Ran described the system at a rare news conference as having “high performance indicators, new technology systems, high localization, mass production networking and a wide range of users.”
“Before June 2020, we plan to launch two more satellites into geostationary orbit and the Beidou-3 system will be fully completed,” Ran said.
The latest launches mark the third iteration of Beidou, meaning “Big Dipper,” the first of which was decommissioned in 2012. Future plans call for a smarter, more accessible and more integrated system with Beidou at its core, to come online by 2035, Ran said.

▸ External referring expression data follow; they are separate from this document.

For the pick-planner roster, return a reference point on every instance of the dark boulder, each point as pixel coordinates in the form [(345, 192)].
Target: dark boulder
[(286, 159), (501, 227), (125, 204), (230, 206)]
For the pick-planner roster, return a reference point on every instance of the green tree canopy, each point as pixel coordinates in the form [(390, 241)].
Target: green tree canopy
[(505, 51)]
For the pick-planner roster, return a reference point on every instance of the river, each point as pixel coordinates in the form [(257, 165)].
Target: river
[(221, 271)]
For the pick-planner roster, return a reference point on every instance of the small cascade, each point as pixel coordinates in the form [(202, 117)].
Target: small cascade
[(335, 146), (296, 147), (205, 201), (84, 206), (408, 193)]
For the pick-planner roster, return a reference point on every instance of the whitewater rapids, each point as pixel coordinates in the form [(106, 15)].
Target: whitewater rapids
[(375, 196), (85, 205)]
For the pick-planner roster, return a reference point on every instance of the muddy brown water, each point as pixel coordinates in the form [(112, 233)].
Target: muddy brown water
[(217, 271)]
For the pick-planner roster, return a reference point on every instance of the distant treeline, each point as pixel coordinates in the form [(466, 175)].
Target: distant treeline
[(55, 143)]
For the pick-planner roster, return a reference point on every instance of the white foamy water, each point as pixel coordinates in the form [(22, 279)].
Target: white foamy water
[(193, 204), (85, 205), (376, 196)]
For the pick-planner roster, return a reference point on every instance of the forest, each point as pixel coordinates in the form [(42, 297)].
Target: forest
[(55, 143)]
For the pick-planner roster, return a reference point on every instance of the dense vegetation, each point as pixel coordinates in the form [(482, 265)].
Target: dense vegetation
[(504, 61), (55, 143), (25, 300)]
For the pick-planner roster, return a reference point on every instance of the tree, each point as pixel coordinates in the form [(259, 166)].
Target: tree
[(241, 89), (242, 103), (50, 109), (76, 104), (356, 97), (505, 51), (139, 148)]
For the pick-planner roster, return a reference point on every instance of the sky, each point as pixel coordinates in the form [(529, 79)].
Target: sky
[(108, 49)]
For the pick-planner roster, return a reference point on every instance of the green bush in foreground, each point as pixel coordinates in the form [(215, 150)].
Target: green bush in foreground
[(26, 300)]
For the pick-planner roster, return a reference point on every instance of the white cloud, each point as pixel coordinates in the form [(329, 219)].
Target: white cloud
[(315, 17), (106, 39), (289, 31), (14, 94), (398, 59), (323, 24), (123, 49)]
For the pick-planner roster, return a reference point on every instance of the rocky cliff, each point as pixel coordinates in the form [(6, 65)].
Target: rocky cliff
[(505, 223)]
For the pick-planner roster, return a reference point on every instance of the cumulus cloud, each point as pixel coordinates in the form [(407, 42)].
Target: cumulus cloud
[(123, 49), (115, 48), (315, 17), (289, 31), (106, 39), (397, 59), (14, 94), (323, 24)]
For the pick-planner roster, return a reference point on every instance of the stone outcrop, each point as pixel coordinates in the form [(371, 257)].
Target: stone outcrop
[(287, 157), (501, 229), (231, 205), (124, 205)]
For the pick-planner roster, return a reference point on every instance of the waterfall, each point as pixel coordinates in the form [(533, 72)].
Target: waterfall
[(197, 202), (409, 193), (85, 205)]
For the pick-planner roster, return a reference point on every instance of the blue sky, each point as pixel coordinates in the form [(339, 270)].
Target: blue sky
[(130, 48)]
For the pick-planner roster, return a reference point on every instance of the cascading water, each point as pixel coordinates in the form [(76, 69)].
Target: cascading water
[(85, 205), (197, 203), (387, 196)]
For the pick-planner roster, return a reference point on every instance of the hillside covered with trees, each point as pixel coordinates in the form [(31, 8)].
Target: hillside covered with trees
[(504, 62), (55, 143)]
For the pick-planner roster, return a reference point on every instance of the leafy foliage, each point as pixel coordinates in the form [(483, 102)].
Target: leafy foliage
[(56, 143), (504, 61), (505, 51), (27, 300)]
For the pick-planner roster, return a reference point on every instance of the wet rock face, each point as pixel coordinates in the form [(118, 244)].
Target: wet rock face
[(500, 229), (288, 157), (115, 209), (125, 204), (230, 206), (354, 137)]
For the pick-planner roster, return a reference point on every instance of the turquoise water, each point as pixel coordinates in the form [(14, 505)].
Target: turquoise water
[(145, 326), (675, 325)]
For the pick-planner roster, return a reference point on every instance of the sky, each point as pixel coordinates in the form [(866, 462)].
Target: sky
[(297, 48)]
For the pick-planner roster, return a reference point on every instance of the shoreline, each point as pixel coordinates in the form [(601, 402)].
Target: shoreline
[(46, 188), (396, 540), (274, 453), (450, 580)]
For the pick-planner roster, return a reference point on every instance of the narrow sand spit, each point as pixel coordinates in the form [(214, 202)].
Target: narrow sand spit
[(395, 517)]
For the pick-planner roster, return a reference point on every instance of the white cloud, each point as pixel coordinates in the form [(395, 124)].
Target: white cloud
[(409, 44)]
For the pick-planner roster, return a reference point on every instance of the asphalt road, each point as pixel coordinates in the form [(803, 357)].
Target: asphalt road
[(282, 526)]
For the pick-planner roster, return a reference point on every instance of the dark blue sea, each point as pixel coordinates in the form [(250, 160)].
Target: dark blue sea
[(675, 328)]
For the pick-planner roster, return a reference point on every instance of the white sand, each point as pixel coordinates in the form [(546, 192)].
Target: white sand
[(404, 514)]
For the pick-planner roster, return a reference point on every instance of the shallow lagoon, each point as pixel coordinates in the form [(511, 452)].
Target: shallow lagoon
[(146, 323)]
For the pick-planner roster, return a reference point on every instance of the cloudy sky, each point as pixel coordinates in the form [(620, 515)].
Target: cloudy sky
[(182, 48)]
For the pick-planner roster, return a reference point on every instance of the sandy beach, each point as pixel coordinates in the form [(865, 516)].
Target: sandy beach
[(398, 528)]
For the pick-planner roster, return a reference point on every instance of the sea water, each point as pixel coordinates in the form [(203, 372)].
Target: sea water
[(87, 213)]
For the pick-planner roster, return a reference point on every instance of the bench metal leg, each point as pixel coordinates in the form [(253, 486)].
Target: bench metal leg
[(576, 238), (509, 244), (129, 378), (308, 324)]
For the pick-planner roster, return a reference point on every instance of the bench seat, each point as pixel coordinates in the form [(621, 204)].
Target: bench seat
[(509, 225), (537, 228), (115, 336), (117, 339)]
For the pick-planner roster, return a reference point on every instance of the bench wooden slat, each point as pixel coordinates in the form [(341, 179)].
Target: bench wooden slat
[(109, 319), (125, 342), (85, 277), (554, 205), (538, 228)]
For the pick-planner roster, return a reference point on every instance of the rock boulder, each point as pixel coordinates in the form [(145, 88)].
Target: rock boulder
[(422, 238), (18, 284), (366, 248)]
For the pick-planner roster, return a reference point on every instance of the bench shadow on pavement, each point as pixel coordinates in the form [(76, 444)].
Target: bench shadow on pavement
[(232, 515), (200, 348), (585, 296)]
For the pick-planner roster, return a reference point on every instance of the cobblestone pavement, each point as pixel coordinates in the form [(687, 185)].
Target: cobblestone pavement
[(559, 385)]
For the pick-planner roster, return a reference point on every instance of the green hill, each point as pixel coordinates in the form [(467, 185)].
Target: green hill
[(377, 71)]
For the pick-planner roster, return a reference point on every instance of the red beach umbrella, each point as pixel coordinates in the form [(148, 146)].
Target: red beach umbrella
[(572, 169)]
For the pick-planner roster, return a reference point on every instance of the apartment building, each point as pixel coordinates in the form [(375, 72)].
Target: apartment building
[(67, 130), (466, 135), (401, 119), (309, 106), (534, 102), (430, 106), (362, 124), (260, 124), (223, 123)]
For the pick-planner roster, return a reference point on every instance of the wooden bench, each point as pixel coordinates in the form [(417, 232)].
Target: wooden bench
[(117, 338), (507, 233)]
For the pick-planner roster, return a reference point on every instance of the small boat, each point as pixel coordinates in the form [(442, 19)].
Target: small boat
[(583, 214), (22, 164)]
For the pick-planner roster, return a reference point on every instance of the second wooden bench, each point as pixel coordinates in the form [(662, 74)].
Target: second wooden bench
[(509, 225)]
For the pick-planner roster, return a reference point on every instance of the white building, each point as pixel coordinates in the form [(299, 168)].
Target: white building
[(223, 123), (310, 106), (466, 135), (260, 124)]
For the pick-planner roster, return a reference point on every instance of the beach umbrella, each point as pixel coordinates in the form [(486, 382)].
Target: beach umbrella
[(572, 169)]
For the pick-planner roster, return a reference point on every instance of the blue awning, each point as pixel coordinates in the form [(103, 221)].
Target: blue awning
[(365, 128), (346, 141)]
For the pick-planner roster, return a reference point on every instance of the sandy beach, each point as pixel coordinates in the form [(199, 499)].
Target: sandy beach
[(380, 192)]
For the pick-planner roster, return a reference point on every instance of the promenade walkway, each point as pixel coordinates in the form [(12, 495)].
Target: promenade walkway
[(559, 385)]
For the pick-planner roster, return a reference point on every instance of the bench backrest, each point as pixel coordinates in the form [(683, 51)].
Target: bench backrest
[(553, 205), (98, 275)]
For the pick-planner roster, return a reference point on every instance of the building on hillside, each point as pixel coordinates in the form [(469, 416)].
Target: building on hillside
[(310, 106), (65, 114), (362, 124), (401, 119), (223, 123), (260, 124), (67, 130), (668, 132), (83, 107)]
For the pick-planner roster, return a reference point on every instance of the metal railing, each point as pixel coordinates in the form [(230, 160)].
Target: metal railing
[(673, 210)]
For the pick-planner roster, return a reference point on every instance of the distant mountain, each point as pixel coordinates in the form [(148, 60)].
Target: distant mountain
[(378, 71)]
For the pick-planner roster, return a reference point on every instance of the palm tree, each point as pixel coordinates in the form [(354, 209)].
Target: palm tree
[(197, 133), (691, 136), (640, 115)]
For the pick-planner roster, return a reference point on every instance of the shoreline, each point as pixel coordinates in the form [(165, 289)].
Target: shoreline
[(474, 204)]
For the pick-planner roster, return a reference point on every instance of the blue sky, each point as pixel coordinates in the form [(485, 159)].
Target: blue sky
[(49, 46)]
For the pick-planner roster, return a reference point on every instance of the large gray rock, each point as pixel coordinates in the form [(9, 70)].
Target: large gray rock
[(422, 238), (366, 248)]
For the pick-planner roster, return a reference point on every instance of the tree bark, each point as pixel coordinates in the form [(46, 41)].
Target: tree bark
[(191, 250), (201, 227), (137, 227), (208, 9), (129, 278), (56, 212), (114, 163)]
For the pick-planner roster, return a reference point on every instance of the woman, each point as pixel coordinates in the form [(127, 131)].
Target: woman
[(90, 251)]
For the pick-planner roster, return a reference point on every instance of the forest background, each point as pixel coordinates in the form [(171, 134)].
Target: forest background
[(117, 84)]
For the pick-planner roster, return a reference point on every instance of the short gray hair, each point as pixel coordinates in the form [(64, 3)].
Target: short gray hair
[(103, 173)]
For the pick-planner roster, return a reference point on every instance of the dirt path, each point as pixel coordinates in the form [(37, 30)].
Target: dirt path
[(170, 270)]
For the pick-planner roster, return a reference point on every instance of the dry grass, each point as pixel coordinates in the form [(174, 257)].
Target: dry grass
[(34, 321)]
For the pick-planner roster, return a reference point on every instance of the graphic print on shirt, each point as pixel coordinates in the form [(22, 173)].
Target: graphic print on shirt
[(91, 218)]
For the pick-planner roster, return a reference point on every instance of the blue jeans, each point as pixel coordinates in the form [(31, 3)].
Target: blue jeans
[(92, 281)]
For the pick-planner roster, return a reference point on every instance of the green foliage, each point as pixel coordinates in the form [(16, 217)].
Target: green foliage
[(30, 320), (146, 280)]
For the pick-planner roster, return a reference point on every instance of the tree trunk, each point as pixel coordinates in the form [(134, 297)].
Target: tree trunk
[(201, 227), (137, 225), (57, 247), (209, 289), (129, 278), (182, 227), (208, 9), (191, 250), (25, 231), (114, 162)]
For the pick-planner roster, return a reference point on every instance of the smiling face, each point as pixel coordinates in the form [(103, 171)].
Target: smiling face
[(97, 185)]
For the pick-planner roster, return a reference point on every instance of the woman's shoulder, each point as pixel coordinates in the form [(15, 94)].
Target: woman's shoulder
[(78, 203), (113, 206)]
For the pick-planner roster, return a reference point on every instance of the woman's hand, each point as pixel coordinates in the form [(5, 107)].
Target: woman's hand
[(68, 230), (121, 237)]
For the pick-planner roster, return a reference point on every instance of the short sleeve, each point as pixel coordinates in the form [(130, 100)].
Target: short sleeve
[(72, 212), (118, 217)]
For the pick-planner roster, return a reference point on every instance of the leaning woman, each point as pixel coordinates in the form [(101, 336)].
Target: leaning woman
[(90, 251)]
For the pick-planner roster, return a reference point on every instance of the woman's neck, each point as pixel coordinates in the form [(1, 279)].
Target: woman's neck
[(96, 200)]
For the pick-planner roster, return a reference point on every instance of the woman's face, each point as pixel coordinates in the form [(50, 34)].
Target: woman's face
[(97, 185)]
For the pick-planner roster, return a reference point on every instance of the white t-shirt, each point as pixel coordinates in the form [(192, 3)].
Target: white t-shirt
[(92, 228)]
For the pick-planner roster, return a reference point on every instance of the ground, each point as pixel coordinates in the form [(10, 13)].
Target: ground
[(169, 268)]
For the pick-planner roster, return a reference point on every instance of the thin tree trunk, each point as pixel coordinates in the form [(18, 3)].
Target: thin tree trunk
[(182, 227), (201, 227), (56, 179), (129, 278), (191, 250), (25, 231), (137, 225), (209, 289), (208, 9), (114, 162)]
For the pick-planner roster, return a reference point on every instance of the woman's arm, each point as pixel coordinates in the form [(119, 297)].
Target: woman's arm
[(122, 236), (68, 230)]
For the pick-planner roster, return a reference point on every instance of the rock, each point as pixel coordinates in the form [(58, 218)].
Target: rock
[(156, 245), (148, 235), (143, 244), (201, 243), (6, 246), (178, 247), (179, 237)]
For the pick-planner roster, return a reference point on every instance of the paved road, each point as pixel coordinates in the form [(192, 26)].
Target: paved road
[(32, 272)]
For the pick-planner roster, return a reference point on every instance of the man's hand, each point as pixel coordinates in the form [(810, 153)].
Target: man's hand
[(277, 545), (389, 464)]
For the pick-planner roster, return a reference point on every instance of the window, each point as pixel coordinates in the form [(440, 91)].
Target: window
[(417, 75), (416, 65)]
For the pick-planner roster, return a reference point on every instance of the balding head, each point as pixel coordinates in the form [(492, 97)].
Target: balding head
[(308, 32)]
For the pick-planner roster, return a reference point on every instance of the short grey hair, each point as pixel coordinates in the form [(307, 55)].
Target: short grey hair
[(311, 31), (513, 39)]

“As a major space infrastructure for China to provide public services to the world, the Beidou system will always adhere to the development concept of ‘China’s Beidou, the world’s Beidou, and the first-class Beidou,’ serving the world and benefiting mankind,” Ran said.
China’s space program has developed rapidly along all lines over the past two decades and developing independent high-tech capabilities — and even dominating in fields such as 5G data processing — is a major government priority.
In 2003, China became just the third country to independently launch a manned space mission and has since constructed an experimental space station and sent up a pair of rovers to the surface of the moon. Future plans call for a fully-functioning permanent space station, a mission to mars and a possible crewed flight to the moon.